Ramirez is part of one federal program, known as the National Dislocated Worker Grants, that has pumped over $210 million into California since 2015 to provide temporary, disaster-relief jobs to low-income and unemployed workers. The money came from 12 grants, each one in response to drought, floods, wildfires, or the COVID-19 pandemic.
Of these disaster-relief grants, the state failed to use about 20% of the money available, according to a CalMatters analysis of public records. That’s in part because of “bureaucratic hoops,” such as delays in receiving grant money, said Michael Cross, executive director of the Northern Rural Training and Employment Consortium. He said his 11-county program in Northern California has sometimes had to delay or “stop work” on relief projects related to the wildfires and floods because the money was slow to arrive.
Around the start of the COVID-19 pandemic, Ramirez said he got sick and was unable to find steady work that could support himself and his 4-year old daughter. “I was really in need of a job.”
Now, he said he’s making about $21 an hour, almost twice what he made picking blueberries and grapes before the pandemic.

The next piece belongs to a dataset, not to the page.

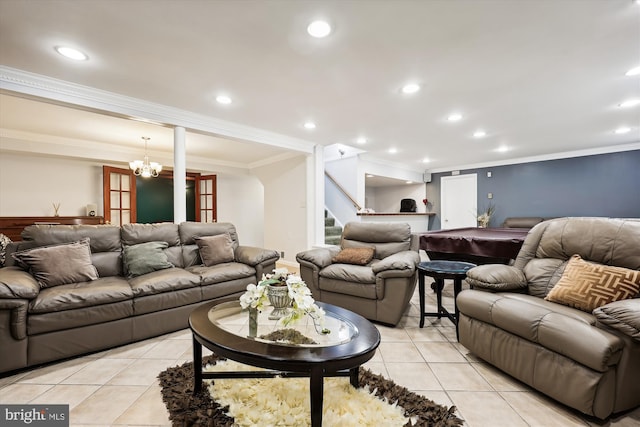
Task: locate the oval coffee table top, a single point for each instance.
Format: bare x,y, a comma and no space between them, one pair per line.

But his current job, which began in September, ends in the next few weeks, and he said he has yet to find other work.
California’s Central Valley saw some of the worst flooding during the 2023 winter storms, and small agricultural towns were hard hit. In Tulare County, a local river overflowed its banks in March 2023, washing over homes, roads, and parks near the town of Porterville, population 62,000.
Two months later the county received money to hire temporary relief workers, but it was too early, said Priscilla Gonzales-Gray, a career services coordinator with the Tulare County Workforce Investment Board. The initial proposal was to clear debris from Porterville’s waterways, but by the time the money had arrived, winter snowmelt had filled the sloughs with fast-running, deep water. “It was not a safe working environment for employees,” said Gonzales-Gray.
The county decided to send workers to a Porterville park instead, which had flooded around the same time as the waterway, leaving a playground completely submerged.
It was September 2023 before the waters had receded enough to allow workers to begin clearing out the park. Since work began, Gonzales-Gray said the county has hired 23 people, including Ramirez, all for temporary jobs.
Ramirez said he arrives at the park at 6 a.m. and works until 2:30 p.m., four days a week, using hand-tools like shovels and rakes to gather broken branches, tree trunks, and rocks. “It’s not a ton of hours,” he said in Spanish, “but it’s helping me start over.”
The program’s insurance doesn’t allow workers like Ramirez to use power tools, said Gonzales-Gray, so the county puts workers on a team with the parks department, which is authorized to to use wood-chippers and chainsaws. “That does make the work go a little slower,” she said. “However, it does provide longer opportunities for these temporary employments.”
The park is scheduled to open in January, and the county is preparing to hire a new round of temporary workers to repair another park. By the time both parks are complete and open to the public, Gonzales-Gray said the county will have hired about 60 workers from a roughly $1.5 million grant.
Like Porterville, the town of Planada in Merced County revolves around agriculture and most residents are Latino. Many are undocumented.
In January 2023, floods tore through the town, and Anastacio Rosales, who has lived in Planada for 60 years, was one of many residents whose homes were destroyed.
“I have lost all of my most valuable possessions, including family photos and precious keepsakes from my parents,” he wrote in an Op-Ed to CalMatters a few months after the storm. “Sadly, the same can be said for many of my neighbors.”